April 15, 2020 at 11:20 AM
10 minute read
As the COVID-19 pandemic continues its spread throughout the nation, federal prisons are experiencing an unprecedented crisis due to its inability to implement social distancing, resulting in exponential increases in COVID-19 cases among inmates and prison staff. On April 14, the federal Bureau of Prisons (BOP) released troubling data: In just one week, its 122 institutions saw a staggering increase in confirmed positive cases, including 446 inmates and 248 staff members, with 14 federal inmate COVID-19-related deaths. (https://www.bop.gov/coronavirus/ (April 15, 2020)).
With the pandemic raging, attorneys representing non-violent defendants in the federal system confront a vexing question: Where does traditional communal incarceration stand in the face of a pandemic that demands social distancing?
For non-violent offenders, the First Step Act of 2018 (FSA) could provide an avenue for vulnerable defendants facing, or serving, prison time to seek a sentence reduction based on individual health concerns. The FSA authorizes a sentencing judge to grant a motion by the BOP, or a defendant who has exhausted administrative remedies, for compassionate release—reducing a term of imprisonment or imposing a non-custodial sentence—if "extraordinary and compelling reasons warrant such a reduction." 18 U.S.C. §3582(c)(1)(A)(i).
But pro forma applications for release under the FSA are unlikely to succeed. Counsel who invoke the FSA citing COVID-19 concerns must take care to overcome all necessary procedural hurdles, and articulate something more than the "mere presence" of the pandemic to obtain relief. A recent decision from the Third Circuit, developments in the Chunn litigation in the Eastern District of New York, and the Department of Justice's new policies on applying the FSA offer important guidance for attorneys looking to reduce their clients' sentences in light of the COVID-19 pandemic.

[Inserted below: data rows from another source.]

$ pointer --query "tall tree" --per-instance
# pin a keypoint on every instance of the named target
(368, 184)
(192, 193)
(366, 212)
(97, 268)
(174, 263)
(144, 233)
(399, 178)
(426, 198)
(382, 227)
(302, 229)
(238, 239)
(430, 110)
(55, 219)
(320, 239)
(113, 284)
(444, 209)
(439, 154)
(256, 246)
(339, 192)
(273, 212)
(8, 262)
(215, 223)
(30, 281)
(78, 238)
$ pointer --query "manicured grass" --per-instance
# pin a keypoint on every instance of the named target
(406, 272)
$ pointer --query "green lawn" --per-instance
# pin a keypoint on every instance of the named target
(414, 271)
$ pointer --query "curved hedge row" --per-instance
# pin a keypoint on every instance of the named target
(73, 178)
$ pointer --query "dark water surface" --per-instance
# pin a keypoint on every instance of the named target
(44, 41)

|Third Circuit's Decision in 'Raia'
The Third Circuit's precedential opinion in Raia illustrates the nuance of the statute. In Raia, a 68-year old Parkinson's disease victim with diabetes and a heart condition faced three months' imprisonment for buying votes as a city council candidate in Jersey City, N.J. United States v. Raia, — F.3d —, 2020 WL 1647922 (3d Cir. April 2, 2020). Raia reported to a New Jersey federal prison in early March, just as COVID-19 statistics began their staggering ascent in the New York/New Jersey area. Raia moved before the district court for compassionate release under the FSA, citing his health concerns and heightened risk for contracting the virus while in close-quarter confinement. Despite its "substantive merit," the district court said it lacked jurisdiction to decide the motion because of the government's pending appeal of Raia's sentence. The sentencing judge stated that Raia's age and medical conditions informed his initial conclusion that a "short term of imprisonment" would suffice without putting Raia at serious risk, but that the COVID-19 pandemic rendered that conclusion "subject to serious reconsideration." The judge went on to note that "a non-custodial sentence would be more appropriate." United States v. Raia, 18-cr-657 (D.N.J. March 26, 2020), Docket Entry No 86. Nevertheless, the court denied Raia's motion for compassionate release.
Raia then moved for the same relief before the Third Circuit but, in its April 2 decision, that court, too, denied his application. First, the Third Circuit cited Raia's failure to exhaust administrative remedies under Section §3582(c)(1)(A) of the FSA. According to the panel, Raia should have first asked the BOP to seek a sentence reduction on his behalf, provided the BOP thirty (30) days to respond, and, if that request was denied, filed an administrative appeal with the BOP before filing his motion. Having failed to give the BOP the requisite 30 days to respond, the Court deemed Raia's motion deficient. Raia, 2020 WL 1647922, at *2. Notably, the panel in Raia made clear its expectation that BOP would "speedily dispatch[]" such administrative requests consistent with a March 26, 2020 directive from Attorney General William P. Barr that the BOP use home confinement where appropriate for inmates seeking transfer in connection with the COVID-19 pandemic. Id.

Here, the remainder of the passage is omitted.